In many real projects, it is not possible to share data due to privacy or compliance issues. Synthetic data allows:

  • Publishing demos without exposing sensitive information.
  • Augmenting data (data augmentation) and balancing rare classes.
  • Testing pipelines/ETL and dashboards without using the original dataset.

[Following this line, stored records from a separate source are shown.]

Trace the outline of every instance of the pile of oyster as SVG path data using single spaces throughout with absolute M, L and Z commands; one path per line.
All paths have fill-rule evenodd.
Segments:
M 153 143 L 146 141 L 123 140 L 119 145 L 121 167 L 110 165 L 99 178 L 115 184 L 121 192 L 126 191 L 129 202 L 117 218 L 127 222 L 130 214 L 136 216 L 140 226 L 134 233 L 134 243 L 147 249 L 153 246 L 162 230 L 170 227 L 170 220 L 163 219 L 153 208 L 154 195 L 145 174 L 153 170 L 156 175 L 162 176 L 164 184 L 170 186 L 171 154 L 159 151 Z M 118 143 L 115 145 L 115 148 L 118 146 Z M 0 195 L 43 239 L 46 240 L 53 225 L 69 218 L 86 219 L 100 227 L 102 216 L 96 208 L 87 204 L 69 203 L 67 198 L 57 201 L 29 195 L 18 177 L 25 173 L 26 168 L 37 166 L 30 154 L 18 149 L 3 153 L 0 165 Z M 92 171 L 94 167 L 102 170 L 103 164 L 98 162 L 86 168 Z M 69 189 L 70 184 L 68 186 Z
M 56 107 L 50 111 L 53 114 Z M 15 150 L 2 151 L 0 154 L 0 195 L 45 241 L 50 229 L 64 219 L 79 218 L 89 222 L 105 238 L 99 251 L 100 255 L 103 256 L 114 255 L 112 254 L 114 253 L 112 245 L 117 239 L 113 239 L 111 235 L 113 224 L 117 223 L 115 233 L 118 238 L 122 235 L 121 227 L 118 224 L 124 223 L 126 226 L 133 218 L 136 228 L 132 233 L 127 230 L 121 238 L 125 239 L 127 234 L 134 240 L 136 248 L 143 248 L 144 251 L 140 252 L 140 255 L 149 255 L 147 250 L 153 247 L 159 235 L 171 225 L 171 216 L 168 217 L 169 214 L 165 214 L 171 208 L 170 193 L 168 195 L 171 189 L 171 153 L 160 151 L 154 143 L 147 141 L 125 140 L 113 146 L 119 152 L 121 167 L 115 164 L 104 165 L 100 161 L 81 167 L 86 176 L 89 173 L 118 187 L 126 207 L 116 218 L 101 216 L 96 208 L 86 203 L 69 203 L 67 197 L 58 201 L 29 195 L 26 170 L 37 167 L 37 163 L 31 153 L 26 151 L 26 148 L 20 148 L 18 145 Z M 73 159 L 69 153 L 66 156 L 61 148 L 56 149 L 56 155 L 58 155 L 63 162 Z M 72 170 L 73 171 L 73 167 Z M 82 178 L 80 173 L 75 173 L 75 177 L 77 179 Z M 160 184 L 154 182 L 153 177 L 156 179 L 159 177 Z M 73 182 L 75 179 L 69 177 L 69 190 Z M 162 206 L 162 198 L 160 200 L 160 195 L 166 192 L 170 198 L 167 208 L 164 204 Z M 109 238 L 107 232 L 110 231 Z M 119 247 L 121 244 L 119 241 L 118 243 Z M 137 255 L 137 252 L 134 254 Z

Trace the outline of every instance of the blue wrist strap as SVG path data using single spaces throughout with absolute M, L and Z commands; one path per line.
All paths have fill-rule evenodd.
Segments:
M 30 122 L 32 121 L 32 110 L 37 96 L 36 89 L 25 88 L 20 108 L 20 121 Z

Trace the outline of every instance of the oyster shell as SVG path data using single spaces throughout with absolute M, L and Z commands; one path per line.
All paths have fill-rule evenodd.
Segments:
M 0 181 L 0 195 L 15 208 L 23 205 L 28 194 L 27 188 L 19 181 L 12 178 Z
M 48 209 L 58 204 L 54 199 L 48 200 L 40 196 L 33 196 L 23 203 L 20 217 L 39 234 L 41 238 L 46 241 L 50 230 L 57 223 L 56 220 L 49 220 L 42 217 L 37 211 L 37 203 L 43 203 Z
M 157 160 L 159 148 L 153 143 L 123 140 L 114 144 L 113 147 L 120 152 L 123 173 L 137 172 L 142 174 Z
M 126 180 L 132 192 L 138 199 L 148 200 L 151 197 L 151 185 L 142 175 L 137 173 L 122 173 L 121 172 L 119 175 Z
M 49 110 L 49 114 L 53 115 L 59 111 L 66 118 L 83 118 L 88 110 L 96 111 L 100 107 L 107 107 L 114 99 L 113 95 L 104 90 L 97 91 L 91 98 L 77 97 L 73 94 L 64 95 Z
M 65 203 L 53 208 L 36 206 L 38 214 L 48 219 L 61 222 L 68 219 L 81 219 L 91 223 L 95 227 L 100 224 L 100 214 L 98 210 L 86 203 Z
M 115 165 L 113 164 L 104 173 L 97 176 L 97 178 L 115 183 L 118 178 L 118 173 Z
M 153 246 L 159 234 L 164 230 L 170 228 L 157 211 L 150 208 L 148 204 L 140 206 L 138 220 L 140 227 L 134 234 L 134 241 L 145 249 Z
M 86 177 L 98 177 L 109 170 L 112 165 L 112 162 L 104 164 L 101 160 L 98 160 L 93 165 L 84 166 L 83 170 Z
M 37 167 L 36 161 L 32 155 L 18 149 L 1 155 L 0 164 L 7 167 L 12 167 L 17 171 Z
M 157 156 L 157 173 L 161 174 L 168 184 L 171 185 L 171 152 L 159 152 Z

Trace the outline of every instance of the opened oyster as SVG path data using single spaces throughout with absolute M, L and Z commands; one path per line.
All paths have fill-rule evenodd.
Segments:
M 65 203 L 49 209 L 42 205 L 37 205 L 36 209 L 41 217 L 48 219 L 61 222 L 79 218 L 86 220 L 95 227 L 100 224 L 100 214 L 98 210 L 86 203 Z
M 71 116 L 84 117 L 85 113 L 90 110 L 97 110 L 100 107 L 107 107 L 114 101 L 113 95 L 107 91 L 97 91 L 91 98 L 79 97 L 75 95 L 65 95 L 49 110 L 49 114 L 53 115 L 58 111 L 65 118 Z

I wanted to build a simple, explainable, and portable tool for my portfolio: upload a CSV, learn its distribution, and generate a new CSV that preserves global patterns (distributions and correlations), without copying records.


How it works?

  1. Mandatory upload of a CSV (no preloaded data).
  2. Detection of column types and construction of metadata.
  3. Training of a synthesizer (GaussianCopula / CTGAN / TVAE) with lightweight parameters.
  4. Generation of N synthetic rows and download (synthetic.csv).
  5. Quality evaluation (0–1) with sdmetrics if available.

Architecture and stack

  • Interface: Streamlit (tabs + cards + custom CSS styles)
  • Synthetic modeling: SDV single_table (with fallback to sdv.tabular for compatibility)
  • Metrics: sdmetrics.QualityReport
  • Optional ML: PyTorch (only for CTGAN/TVAE)
  • Manipulation: Pandas / NumPy
Browser ──▶ Streamlit UI
              
              ├─▶ Upload CSV  preview + light cleaning
              
              ├─▶ SDV.metadata (type detection)
                   ├─▶ GaussianCopula Synthesizer (CPU, fast)
                   ├─▶ CTGAN Synthesizer (GAN, requires torch; pac=1)
                   └─▶ TVAE Synthesizer (VAE, requires torch)
              
              ├─▶ sample(N)  synthetic.csv (download)
              └─▶ sdmetrics.QualityReport (score 0–1)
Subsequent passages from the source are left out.